Piramal Healthcare, which turned cash-rich after it sold its formulations business to Abbott, has made two investments in Vodafone India, taking its stake to 11 per cent. Even after investing almost Rs 6,000 crore, Ajay Piramal, chairman of the company, insists it is a short-term investment. He talks to Katya B Naiduabout exit options, risk profile of the investment and regulatory worries in the telecom sector. Edited excerpts:
Do you expect a larger play in Vodafone India, with an 11 per cent stake? What kind of managerial role will Piramal play?
We will have a seat on the board, and will be represented by Rajesh Laddha (the chief financial officer of Piramal Healthcare). Whatever responsibilities the board has, those will be taken care of. Running of the company will be done by Vodafone.
For us, this is a short-term investment. We have been looking for such opportunities to invest in companies which have a good track record and go with the India growth story. We think this is an investment in that direction. We will exit in the short term, i.e. between 12 and 18 months. The first option is through an initial public offer. If that does not go through, we would look at selling it back to Vodafone itself or to another company.
What kind of returns do you expect from the investment? Did Vodafone assure you any guaranteed price, if you were to sell the stake back to it?
The returns we expect are in the same region of our last investment, i.e. 17-20 per cent. At the valuation we have done, we feel confident we will get our returns at the end of the period. No, we have not been given any price guarantee. But, we will expect the same return.
Would you be looking at any more investment in Vodafone?
How would you fund the investment in Vodafone? How much cash do you have on your balance sheet?

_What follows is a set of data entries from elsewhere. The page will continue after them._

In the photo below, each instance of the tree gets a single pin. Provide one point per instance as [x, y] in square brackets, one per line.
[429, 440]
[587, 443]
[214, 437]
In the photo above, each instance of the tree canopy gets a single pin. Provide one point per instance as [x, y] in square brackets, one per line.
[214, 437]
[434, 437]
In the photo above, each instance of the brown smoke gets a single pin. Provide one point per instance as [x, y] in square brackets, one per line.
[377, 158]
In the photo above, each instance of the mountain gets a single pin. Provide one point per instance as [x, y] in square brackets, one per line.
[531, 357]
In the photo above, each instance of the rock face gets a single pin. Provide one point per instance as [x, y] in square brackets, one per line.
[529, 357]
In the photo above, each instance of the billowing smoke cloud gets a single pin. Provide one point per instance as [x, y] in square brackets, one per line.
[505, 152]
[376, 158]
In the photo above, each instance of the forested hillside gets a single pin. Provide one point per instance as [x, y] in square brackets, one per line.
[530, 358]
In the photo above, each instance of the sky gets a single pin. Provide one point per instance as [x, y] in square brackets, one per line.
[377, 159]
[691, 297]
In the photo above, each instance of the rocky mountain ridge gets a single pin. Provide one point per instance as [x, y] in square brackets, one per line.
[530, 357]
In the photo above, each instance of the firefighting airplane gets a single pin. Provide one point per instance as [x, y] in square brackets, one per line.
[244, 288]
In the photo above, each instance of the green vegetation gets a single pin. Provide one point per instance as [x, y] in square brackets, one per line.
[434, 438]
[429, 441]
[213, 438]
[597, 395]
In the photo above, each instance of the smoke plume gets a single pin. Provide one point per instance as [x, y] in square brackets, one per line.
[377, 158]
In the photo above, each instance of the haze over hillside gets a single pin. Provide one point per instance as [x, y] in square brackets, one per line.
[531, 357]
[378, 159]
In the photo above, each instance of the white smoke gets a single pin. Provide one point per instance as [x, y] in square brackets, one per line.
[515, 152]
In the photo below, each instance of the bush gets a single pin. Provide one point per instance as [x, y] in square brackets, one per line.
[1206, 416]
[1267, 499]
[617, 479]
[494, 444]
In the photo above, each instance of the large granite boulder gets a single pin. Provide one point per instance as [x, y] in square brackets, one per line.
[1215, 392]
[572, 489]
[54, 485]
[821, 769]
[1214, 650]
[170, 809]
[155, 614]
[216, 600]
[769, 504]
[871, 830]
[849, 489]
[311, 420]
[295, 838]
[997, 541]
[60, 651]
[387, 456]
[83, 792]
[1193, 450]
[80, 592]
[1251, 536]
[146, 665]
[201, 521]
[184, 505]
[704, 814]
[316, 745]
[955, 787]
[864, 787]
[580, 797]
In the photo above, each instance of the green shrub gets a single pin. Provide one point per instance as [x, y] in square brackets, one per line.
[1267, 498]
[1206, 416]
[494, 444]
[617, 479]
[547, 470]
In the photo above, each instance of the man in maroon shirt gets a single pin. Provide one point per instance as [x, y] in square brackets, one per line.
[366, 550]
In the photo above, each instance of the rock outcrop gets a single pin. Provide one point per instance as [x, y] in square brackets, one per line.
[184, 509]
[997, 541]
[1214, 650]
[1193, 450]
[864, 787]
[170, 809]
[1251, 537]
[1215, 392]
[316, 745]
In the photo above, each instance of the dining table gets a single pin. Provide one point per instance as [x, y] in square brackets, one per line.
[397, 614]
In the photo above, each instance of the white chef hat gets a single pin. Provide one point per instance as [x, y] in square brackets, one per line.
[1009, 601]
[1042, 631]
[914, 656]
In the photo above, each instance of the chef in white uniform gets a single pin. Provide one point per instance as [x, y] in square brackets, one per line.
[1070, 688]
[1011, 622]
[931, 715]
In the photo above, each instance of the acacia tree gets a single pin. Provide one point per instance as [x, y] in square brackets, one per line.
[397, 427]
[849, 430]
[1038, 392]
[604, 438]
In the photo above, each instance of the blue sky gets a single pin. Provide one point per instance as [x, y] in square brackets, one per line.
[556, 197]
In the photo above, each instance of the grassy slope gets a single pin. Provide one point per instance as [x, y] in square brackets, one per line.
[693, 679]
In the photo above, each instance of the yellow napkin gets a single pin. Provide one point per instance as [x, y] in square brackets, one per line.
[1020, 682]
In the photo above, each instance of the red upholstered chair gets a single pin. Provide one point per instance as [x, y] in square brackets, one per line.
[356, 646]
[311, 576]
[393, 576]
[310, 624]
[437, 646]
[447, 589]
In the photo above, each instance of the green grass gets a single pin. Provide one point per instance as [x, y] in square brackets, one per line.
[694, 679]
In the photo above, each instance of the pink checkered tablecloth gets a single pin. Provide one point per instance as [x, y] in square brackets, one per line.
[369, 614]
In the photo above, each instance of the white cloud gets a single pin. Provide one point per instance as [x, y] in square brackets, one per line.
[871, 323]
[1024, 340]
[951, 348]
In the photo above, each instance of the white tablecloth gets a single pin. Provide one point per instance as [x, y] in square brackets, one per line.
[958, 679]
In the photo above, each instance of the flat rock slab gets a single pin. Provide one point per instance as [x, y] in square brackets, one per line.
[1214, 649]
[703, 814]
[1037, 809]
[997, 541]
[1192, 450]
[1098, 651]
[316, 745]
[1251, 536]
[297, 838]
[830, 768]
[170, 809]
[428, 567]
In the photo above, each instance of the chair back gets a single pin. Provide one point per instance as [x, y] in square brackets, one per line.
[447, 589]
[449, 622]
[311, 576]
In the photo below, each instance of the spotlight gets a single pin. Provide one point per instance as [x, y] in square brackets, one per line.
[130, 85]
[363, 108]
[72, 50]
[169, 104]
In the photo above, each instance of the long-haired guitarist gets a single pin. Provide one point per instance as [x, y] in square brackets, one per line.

We had Rs 1,200 crore on our balance sheet before the Vodafone investment. Now, we do not have any cash on the balance sheet. We would be raising short-term loans of Rs 1,800 crore from banks and financial institutions to close the deal. We have clarity on the repayment because at least for the next three years, we will get almost Rs 2,000 crore (from the Abbott deal). Today, our net worth is Rs 11,500 crore. Our rating is AA for debt. All these mean we have enough access to fundings. With regard to cost of funds and availability, we are in a strong position.
The telecom sector is going through a variety of regulatory issues. Vodafone, too, had to face some, after the government cancelled its 3G roaming pacts. So, what kind of risks do you see in your investments?
We don’t see any risk because ours is really a short-term play. The sector issues will not affect us, as we have more than one option.
Piramal is a pharma company. Will these short-term investments make it risky for the sector investors who consider it a defensive sector?
I don’t think we will remain a pure pharmaceutical company anymore. We will be a diversified conglomerate. I think the investors will have to appreciate that. Our responsibility is to maximise shareholder value and if that means we can make short-term investment where we can maximise short-term value, we can do that. That’s what we are trying to explain. If we can get 17-20 per cent returns, any analyst would realise it is better than investing in a stock. It is our job is to increase shareholder value. At the same time, we are looking at long-term investments in pharma.
What are the areas that you will be investing in pharma?
One is of course the drug discovery business, which is going to grow, and in the long-term, become a fully integrated pharma company. I’m pretty confident we’ll be launching a new chemical entity. We are investing in the over-the-counter space in India. The third area is contract manufacturing, and the fourth area would be critical care.